Xi Jinping desafia Trump a evitar 'Armadilha de Tucídides'

— Inês Almeida 8 min read

O presidente chinês, Xi Jinping, colocou uma questão histórica direta ao líder americano, Donald Trump, durante as negociações de alto nível entre as duas superpotências. O chefe de estado chinês perguntou explicitamente se os Estados Unidos e a China conseguem escapar do destino previsto pela "Armadilha de Tucídides". Esta referência clássica à história antiga sugere que o surgimento de uma nova potência frequentemente leva ao conflito com a potência estabelecida.

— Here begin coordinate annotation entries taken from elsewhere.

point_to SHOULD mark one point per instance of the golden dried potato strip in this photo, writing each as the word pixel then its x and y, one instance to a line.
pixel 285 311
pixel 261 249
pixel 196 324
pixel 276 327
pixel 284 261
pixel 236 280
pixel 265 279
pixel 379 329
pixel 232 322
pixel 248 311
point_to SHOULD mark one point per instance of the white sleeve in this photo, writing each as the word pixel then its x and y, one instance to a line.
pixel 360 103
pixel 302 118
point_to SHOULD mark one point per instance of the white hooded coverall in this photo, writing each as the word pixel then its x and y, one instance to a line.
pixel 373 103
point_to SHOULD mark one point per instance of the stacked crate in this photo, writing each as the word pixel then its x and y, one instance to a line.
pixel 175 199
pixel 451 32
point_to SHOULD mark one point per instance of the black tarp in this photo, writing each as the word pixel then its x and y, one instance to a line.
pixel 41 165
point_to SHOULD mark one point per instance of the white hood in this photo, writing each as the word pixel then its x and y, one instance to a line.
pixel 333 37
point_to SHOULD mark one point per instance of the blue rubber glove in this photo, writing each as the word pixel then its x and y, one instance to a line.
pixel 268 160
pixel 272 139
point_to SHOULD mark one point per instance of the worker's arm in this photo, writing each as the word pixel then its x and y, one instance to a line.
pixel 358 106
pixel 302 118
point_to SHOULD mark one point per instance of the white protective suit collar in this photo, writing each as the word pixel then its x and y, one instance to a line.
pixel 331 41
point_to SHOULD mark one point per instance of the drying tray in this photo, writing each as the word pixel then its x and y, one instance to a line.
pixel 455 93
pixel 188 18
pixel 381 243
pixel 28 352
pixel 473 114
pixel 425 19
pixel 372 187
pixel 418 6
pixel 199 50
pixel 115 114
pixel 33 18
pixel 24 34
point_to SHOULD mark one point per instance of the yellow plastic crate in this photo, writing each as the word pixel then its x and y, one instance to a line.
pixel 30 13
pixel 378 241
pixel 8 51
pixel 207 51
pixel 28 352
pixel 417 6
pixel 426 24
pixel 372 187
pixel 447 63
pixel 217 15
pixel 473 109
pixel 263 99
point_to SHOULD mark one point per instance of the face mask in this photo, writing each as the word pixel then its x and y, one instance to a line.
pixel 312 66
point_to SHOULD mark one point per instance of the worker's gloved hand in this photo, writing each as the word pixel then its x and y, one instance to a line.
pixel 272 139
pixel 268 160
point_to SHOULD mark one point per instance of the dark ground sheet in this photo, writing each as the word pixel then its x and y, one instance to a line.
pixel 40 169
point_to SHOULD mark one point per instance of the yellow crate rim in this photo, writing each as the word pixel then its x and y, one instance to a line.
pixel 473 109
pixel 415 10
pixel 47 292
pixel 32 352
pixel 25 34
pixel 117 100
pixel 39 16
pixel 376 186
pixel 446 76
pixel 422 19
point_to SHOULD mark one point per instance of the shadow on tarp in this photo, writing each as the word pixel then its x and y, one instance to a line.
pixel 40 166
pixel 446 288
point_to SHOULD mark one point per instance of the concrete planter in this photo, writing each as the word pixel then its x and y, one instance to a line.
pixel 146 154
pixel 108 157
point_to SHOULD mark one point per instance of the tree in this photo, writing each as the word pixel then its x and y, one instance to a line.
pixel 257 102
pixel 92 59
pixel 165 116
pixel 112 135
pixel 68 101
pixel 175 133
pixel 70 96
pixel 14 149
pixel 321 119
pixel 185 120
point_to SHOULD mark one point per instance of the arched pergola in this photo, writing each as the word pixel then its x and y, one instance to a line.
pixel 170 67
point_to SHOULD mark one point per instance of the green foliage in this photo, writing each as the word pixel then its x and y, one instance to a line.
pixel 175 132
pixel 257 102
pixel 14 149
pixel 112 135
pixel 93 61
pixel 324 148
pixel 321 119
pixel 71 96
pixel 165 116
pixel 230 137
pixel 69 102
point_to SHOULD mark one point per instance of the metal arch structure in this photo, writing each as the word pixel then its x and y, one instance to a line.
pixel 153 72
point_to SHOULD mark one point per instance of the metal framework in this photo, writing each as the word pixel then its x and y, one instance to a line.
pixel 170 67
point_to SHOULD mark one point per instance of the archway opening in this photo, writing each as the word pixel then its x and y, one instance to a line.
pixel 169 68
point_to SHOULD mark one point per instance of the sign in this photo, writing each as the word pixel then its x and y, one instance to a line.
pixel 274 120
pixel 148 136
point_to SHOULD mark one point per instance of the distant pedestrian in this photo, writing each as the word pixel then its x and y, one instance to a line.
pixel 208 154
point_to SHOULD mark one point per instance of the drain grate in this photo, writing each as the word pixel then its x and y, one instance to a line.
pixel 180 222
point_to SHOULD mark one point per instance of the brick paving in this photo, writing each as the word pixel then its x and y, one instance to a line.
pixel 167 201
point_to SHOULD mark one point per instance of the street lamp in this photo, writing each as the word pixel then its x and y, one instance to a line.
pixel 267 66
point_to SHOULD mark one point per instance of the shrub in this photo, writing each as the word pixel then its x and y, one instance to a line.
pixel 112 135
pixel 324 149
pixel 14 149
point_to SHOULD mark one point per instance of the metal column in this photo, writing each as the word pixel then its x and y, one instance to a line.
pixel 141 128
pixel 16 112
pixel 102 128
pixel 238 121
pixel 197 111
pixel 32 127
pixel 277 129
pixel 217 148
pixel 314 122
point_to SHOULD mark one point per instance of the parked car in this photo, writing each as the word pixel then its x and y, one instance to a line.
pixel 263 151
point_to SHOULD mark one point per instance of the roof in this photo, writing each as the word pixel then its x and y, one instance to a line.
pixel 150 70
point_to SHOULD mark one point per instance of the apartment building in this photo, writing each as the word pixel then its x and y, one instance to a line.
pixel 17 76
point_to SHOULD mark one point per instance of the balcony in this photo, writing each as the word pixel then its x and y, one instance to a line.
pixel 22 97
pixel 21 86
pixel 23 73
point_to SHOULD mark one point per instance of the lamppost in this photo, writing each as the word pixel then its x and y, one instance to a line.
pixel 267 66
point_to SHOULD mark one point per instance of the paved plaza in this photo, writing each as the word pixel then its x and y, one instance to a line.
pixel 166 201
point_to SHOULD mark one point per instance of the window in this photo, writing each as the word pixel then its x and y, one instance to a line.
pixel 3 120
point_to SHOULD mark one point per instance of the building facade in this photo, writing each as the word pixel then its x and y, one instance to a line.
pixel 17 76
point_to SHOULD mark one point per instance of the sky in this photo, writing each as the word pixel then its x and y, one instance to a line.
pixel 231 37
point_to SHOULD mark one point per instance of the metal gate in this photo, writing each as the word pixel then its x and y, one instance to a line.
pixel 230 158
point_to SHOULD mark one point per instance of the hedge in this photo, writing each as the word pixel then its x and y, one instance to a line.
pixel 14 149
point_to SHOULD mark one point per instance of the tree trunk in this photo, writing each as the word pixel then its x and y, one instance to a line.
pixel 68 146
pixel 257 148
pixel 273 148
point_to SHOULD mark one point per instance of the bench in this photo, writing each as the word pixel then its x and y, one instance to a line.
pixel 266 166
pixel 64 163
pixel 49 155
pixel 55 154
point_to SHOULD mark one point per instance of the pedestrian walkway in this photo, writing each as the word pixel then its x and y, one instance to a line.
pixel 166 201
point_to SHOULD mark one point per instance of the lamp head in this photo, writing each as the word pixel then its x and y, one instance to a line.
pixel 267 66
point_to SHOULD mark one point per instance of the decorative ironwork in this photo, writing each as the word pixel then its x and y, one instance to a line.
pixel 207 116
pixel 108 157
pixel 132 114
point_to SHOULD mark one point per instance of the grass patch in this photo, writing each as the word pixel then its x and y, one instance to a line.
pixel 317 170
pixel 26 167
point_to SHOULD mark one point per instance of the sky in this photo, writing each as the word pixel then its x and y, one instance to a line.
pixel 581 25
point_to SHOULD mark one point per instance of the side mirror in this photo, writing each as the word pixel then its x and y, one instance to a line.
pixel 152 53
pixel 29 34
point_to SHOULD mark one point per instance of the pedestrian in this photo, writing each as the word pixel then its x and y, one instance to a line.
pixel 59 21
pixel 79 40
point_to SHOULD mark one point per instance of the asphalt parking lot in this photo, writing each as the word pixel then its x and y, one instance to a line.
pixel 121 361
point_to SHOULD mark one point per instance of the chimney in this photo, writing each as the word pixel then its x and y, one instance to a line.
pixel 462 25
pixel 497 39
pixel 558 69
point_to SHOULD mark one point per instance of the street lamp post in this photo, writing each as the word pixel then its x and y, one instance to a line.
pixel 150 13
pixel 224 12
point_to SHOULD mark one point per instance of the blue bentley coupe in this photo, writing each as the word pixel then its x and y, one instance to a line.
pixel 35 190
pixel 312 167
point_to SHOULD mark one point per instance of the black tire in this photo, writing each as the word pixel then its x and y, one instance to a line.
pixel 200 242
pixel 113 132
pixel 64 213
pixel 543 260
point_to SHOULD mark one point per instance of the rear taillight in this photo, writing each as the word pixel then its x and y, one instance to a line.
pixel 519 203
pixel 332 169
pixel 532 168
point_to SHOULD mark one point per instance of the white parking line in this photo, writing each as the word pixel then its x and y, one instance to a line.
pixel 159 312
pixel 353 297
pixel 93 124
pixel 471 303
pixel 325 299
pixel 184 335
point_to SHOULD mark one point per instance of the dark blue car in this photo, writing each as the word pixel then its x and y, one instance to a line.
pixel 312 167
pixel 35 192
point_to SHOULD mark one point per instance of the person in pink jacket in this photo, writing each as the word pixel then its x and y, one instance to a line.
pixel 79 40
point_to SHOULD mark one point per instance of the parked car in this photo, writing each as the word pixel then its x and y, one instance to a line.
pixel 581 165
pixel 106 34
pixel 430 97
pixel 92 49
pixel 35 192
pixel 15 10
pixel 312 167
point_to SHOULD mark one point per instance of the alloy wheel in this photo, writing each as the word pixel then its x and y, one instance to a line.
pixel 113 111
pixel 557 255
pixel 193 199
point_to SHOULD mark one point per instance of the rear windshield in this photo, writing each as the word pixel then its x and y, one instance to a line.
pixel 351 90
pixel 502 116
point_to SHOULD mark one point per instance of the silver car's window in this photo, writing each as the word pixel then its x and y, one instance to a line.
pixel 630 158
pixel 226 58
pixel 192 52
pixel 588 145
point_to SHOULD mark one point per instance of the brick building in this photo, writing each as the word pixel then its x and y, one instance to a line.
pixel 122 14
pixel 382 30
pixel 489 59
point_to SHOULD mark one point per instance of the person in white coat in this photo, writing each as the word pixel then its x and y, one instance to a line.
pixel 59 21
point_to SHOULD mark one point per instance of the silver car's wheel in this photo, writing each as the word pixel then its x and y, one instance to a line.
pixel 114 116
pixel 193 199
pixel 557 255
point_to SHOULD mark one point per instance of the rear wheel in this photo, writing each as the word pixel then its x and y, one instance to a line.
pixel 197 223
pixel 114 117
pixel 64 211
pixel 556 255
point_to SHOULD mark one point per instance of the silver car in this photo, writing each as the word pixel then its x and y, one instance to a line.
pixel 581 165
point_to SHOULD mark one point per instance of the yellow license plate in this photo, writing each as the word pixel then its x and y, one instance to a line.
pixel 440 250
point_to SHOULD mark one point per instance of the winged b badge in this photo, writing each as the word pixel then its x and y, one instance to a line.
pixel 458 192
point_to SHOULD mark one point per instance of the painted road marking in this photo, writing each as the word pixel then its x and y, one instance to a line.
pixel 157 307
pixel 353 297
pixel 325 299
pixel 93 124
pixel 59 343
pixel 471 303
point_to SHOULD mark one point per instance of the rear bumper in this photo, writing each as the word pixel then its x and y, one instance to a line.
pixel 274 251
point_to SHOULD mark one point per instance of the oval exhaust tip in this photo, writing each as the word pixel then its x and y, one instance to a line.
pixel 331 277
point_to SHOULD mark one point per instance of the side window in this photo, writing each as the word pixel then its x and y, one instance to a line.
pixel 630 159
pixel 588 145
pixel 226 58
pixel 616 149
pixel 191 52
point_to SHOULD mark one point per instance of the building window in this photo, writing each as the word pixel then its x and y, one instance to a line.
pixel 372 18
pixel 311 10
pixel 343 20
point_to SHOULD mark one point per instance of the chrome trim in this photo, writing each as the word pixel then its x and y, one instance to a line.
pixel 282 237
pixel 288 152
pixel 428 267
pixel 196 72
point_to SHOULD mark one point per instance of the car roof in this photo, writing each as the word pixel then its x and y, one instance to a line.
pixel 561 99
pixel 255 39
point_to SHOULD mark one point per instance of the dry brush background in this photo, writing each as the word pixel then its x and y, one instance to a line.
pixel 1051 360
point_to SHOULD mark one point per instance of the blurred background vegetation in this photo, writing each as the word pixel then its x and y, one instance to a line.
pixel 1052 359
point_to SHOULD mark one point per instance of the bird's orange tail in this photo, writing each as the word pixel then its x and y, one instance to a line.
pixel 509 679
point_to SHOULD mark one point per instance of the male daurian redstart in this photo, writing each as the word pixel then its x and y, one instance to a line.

O encontro ocorreu num momento de tensão económica e geopolítica crescente entre Washington e Pequim. As declarações de Xi não foram apenas retóricas, mas um teste direto à disposição de Trump para gerir a relação bilateral sem recorrer à guerra total ou a uma fragmentação completa do comércio global. A resposta americana definirá o tom das relações internacionais nos próximos anos.

O Significado Histórico da Pergunta de Xi

O conceito da "Armadilha de Tucídides" foi popularizado pelo cientista político Graham Allison, professor da Universidade de Harvard. A teoria baseia-se na observação de que, em dezassete dos dezassete casos históricos de uma potência emergente desafiando uma potência estabelecida, o resultado final foi a guerra. O exemplo clássico é a ascensão da Esparta e a tensão com Atenas, que culminou na Guerra do Peloponesco.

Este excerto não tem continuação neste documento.